Saat kucabut penisku dari sana, lelehan sperma kentalku mengalir keluar dengan deras. Perlu beberapa detik untuk mulut kemaluan mbak Bella untuk kembali ke ukuran bukaan normalnya. Aku mundur dan bersandar di dinding tempat kami baru bercinta tadi.
"Wahh... Masih ngaceng aja, tuh titit..." puji mbak Magda. "Sayang... masih ngilu nih meki disodok titit gede segitu dua kali..."
"Ini giliran kami kale, Da..." kata cici Tiffany yang masih duduk-duduk bersama yang lain. Mereka sambil minum menunggu giliran. Perjuangan berat! Malah masih ada lima wanita lain yang harus kuladeni sekarang.
"Sayang atuh... pejuhnya dianggurin... Seger banget, kan? Kumaha sih?..." kata ummi Rasya menunjuk-nunjuk pada selangkangan mbak Bella. Ia lalu turun dari kursinya dan menuju sofa lebar ini masih memegangi gelas jus-nya.
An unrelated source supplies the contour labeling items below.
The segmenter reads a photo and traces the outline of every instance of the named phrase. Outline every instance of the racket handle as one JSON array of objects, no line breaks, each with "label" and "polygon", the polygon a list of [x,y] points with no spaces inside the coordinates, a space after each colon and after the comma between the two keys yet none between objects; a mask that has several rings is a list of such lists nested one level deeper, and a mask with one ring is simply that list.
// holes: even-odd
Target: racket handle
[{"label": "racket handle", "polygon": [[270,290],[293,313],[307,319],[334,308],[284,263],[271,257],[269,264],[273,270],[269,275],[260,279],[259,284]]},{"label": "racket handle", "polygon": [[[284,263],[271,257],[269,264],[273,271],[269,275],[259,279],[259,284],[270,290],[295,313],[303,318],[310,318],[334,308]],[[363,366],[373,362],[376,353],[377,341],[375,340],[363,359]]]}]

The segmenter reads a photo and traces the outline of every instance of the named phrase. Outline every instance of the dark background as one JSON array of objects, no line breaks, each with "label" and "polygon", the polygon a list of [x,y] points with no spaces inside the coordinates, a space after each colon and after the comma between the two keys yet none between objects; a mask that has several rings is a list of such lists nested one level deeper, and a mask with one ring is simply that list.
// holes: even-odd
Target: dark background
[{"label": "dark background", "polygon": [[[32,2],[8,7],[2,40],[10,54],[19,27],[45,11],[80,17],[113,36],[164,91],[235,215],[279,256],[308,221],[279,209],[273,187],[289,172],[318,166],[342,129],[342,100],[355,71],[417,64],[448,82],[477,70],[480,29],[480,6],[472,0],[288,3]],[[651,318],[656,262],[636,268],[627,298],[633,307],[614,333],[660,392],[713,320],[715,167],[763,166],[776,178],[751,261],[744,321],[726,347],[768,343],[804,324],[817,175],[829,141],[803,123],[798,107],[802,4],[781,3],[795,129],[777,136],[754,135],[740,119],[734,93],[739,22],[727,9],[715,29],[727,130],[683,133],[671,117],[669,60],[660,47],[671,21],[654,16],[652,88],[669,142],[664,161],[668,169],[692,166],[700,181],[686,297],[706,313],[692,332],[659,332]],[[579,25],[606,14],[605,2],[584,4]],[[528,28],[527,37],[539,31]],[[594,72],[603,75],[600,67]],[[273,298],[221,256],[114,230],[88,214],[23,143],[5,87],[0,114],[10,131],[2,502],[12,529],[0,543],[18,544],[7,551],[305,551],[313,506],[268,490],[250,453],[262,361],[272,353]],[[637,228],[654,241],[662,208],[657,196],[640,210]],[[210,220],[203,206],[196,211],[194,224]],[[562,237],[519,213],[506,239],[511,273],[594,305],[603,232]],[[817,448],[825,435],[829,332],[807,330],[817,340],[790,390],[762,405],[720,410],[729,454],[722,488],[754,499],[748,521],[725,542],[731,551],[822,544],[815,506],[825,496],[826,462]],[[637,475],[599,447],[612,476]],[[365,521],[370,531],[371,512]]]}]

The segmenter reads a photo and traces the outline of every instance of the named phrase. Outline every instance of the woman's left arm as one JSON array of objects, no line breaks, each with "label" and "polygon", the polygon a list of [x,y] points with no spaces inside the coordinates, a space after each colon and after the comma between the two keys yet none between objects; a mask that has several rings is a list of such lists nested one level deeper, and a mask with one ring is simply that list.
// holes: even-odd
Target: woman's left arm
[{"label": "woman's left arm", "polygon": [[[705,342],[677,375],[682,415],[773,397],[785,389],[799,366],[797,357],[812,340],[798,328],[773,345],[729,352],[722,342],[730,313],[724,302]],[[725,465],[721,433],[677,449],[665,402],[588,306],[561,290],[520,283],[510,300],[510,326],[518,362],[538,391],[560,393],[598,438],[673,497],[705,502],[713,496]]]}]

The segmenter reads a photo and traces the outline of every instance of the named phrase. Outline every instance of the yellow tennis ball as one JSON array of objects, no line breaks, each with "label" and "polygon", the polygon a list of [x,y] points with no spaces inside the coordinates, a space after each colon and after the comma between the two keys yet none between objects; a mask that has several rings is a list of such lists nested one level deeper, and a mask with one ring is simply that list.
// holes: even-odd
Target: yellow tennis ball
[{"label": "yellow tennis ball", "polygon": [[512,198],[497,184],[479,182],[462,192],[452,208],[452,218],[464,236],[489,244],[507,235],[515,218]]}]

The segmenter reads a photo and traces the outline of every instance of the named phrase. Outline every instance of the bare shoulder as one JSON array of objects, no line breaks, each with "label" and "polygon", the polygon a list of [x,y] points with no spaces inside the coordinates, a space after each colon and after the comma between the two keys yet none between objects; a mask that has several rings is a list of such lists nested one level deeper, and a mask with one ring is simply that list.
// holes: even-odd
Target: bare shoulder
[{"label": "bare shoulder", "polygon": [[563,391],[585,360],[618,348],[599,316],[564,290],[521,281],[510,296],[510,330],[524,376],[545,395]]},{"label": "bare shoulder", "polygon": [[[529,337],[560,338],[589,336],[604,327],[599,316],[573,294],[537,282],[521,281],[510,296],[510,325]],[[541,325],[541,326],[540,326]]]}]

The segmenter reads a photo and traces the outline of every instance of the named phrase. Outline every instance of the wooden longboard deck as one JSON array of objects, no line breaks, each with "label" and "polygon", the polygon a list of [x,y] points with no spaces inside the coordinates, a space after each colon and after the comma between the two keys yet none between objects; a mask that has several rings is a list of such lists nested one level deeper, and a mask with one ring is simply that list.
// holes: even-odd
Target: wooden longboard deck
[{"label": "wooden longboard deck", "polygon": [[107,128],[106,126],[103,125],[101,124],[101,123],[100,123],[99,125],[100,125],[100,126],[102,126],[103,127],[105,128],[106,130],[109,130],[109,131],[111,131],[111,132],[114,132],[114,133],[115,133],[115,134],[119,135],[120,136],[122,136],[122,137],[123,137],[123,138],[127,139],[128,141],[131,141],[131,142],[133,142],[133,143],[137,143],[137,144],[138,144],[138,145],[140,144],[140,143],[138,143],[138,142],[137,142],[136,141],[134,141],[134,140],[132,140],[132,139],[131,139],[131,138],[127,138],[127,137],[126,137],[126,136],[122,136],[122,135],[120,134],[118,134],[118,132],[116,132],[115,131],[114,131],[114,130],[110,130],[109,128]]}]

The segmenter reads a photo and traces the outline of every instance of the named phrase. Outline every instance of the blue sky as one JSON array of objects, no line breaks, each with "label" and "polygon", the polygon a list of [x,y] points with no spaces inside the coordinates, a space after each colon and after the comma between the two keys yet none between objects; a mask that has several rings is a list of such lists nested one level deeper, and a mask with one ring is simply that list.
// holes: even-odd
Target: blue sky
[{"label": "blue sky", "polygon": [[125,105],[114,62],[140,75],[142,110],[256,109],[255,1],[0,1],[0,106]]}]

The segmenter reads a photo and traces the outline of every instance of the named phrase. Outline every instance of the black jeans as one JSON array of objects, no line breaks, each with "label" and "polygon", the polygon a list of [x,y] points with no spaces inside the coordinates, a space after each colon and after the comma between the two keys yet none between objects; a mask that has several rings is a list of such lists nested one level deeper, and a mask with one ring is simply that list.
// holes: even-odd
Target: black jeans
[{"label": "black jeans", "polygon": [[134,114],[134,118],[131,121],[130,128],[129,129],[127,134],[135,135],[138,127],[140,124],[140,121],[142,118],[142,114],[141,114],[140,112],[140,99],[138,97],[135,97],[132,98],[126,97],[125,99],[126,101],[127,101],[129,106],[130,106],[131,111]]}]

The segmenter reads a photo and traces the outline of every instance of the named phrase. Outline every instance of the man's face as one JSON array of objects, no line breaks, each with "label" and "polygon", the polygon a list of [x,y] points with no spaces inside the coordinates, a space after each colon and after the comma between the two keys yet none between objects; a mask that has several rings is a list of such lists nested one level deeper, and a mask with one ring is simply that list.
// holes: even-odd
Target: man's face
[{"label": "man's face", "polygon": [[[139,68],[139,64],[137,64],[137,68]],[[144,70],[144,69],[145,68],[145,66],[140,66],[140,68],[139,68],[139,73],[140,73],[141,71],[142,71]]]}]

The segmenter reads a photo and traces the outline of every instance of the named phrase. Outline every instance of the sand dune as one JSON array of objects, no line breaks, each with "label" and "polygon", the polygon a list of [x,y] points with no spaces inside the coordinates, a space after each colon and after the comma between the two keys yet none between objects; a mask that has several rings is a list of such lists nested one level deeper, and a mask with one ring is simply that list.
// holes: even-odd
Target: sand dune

Tanpa sungkan atau ragu ia berjongkok dan mencucup vagina rekannya itu.
"Ehh... Apaan, nih? Ihh... Ummi?" sadar mbak Bella karena rasa geli yang tiba-tiba dirasakannya kembali pasca persenggamaannya. Spermaku yang ada dipermukaan vagina sudah ludes disedotnya dan kini ia menggunakan jarinya mengorek keluar yang masih bertahan di dalam. Lidahnya mengait-ngait membersihkan semua cairan kental yang mengalir keluar.
Bu Ajeng melambai padaku agar mendekat pada mereka yang duduk di susunan sofa empuk yang berjajar memanjang. Ada bu Desi, bu Ajeng, bu Feby dan cici Tiffany di sana. Beberapa dari mereka minum red wine.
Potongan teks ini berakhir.